For this question, I think either the service consumer or the provider can be the owner. The most important thing is a mechanism to ensure that the interface is separate from the implementation, and enforce the conformance of the implementation. Eventually, a better-specified service may become more popular, a library without an independent service specification will not be well received or even impossible to be published.
Meanwhile, it is difficult to define a service API for a framework that is independent of its implementation. It also holds true for libraries whose APIs are based on domain-specific languages. The reason is that for frameworks and DSLs the interface matters more than the functionality. For these libraries, I think it is fine that the service only has one implementation. It will be an overhead to separate the interface from the implementation. But it helps in the long run by forcing library authors to craft better APIs and avoid unexpected dependencies from end users.

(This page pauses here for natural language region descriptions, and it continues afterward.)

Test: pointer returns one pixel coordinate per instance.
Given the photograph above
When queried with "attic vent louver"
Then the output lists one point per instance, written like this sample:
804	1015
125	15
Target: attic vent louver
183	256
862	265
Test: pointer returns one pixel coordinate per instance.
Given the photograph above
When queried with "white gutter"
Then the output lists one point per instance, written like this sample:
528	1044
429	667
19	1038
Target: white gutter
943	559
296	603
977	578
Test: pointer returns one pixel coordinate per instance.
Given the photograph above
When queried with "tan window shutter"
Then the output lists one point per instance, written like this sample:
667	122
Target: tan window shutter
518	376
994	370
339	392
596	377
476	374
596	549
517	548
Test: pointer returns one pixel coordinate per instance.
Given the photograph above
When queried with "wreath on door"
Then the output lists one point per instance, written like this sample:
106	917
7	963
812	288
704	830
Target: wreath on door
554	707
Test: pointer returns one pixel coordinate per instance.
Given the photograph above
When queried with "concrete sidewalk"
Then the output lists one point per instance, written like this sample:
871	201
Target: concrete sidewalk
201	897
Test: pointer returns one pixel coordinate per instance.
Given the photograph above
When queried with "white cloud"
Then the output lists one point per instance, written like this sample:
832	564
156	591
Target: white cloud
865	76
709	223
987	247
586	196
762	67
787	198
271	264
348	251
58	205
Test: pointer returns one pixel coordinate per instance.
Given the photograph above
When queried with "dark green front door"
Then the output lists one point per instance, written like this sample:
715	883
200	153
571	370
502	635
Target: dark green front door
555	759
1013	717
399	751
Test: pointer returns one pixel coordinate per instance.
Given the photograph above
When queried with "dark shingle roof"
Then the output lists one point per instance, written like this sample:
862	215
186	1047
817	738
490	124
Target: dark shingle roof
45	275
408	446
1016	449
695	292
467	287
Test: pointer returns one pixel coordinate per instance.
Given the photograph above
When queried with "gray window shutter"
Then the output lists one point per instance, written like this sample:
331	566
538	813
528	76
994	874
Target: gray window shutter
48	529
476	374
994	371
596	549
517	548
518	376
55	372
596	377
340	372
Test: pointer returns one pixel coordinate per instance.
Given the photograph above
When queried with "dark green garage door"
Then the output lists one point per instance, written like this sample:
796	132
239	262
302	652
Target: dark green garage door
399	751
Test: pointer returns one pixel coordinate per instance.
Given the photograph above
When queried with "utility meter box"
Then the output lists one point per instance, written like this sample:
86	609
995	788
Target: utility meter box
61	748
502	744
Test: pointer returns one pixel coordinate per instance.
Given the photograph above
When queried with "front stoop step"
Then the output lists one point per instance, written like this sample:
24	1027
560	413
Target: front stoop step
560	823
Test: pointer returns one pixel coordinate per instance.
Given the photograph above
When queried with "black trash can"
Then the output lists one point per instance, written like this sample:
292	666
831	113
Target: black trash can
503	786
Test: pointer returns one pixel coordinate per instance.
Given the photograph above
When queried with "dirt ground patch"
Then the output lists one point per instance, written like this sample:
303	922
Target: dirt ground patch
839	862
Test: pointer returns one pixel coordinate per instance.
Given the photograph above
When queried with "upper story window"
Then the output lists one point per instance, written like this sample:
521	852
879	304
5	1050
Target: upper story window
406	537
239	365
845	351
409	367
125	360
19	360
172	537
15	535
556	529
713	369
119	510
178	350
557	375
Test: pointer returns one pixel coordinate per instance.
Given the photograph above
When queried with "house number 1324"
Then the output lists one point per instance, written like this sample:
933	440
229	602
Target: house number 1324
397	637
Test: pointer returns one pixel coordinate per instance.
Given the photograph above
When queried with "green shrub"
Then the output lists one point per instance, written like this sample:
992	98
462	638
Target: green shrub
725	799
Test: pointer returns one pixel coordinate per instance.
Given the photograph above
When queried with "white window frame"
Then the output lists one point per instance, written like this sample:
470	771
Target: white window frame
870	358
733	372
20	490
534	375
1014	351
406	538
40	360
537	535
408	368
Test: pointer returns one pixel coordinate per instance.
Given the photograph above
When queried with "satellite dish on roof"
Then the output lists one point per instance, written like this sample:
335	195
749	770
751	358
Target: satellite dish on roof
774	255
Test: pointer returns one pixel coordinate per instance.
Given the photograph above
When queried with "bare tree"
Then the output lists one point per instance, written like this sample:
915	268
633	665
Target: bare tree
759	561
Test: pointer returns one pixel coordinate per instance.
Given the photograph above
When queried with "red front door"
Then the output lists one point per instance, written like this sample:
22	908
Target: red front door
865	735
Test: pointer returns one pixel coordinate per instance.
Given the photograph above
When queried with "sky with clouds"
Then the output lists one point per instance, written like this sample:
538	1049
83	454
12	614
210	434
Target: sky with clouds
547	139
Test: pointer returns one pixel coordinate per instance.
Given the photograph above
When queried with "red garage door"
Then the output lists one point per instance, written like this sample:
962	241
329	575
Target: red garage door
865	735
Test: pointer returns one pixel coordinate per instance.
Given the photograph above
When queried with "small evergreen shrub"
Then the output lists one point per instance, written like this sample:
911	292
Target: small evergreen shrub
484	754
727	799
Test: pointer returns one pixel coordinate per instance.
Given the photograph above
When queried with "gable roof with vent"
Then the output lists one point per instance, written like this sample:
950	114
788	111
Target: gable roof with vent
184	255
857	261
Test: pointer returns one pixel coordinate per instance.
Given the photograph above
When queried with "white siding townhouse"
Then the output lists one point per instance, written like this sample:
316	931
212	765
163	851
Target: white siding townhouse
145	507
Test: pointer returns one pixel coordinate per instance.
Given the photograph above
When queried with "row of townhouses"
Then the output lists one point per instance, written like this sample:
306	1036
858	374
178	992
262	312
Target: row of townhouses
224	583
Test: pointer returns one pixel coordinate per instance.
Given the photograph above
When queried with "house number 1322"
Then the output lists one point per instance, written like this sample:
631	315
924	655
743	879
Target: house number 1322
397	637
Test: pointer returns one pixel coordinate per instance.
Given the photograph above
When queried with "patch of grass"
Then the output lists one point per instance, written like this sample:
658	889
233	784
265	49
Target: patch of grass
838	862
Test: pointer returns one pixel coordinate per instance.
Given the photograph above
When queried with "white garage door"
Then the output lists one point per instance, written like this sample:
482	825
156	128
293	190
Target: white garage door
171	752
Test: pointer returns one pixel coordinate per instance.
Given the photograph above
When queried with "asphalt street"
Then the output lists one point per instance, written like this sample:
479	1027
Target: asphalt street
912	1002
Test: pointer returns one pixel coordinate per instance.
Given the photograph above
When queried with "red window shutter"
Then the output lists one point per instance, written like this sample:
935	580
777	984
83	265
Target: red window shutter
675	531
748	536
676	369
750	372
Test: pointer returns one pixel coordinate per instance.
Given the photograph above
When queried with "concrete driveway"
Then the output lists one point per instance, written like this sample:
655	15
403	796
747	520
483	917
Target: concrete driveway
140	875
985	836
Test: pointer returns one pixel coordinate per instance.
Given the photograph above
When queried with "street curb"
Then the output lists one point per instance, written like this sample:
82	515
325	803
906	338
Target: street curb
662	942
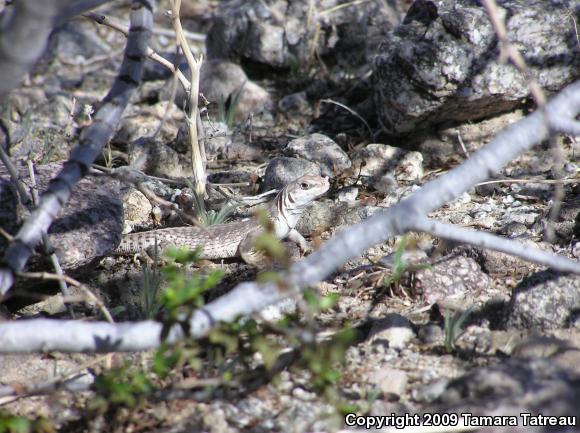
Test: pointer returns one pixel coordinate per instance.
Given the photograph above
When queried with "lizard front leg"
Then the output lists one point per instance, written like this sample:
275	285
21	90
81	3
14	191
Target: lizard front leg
247	250
302	243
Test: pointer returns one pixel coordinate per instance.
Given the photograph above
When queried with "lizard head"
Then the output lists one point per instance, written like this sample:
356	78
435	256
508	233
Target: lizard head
304	190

For frameworks, there is a better solution. Library authors can separate the library into two libraries: (1) a stable core, and (2) a changable and user-friendly API. The first should contain the main functionality and aims for binary-compatibility. The second should be a thin wrapper layer intended to make the API friendly to programmers. This way, different versions of the API can be released as different services. The API layer is supposed to be small, so it is harmless to have multiple variants reachable from a single application.
If we ignore the overhead of defining the service APIs, there is also the criticism that we may not be able to define the service APIs before we create the actual implementation. I do not object to the fact. However, it is fine that a service definition is created after the implementation.
Another criticism is: can service definitions be changed? If so, will they fall into the same trap of versioning? For this question, I think a proper design would require that service definitions may only be augmented. If some APIs indeed have to be removed, it may create a new service, such as JUnit4, JUnit5. As they are different services, it is fine to include both of them in the same application. Meanwhile, it’s also possible for the same implementation to support multiple services, e.g., the same implementation may support both JUnit4 and JUnit5. The application can choose that particular implementation to satisfy the requirement for both JUnit4 and JUnit5. At runtime, only one implementation will be used.
Afterword
Speaking from real-world experience, a pratical solution is to split the test set into categories:
- Gate tests
- Daily tests
The gate tests run on each PR. If they pass, a PR can be merged.
The daily tests run on a daily basis. It is more extensive and can detect incompatibilites relatively early. Make sure that developers can trigger a selected subset of daily tests on a PR.
If the daily test becomes too big, we further split into weekly, monthly tests, and release tests.
This way, we can achieve both productivity and eventual reliability.